# House rentals in Vancouver



## vishal7 (Nov 13, 2015)

Hi all,

Myself Vishal Chouhan from New Delhi, INDIA.
This is my first post on this forum.

I am a 9 years experienced Architect working at New Delhi.
I have got a job offer from an Architecture firm based at west georgia street, vancouver.
I was wondering if someone could help me out in reaching to the economy range accommodation as a monthly rental nearby my specific area. If any mate lives nearby, and also willing to share accommodation with me, you may please drop me a message.

Any and every message is welcome..

Regards
Vishal


----------



## colchar (Oct 25, 2011)

To work as an architect you must be licensed.

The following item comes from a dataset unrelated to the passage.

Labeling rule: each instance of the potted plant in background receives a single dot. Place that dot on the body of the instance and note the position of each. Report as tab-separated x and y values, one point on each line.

Even if your education is considered equivalent to a Canadian education (it might not be), you will still need to be licensed.

http://www.welcomebc.ca/welcome_bc/media/media-gallery/docs/occupationalguides/architect.pdf


As for housing, did you ever consider googling 'house rentals Vancouver'?


----------



## WestCoastCanadianGirl (Mar 17, 2012)

I can tell you that you will _not_ find a _house_ anywhere along West Georgia Street or anywhere in the Downtown core... it is all high rise apartment buildings and condominiums.

Have a look at this property management website (one of many in Vancouver) to get an idea of what rental prices are like in Vancouver. The areas selected in that search are within easy reach of West Georgia Street, meaning that you could walk to work or take the bus when the weather is bad.

This is another site for comparison.


You must realize that Vancouver is a) the most expensive city in Canada in which to live; b) is running out of space (the Pacific Ocean is to the west and the Coastal Mountains are to the east, which makes it difficult to expand); and c) has been facing a very low vacancy rate for years, and there is no end in sight.


If you want affordable housing, you are going to have to look _outside_ of Downtown Vancouver, where the commute into the city can take over an hour each way, every day... even then, the rental prices are going to be fairly steep.


----------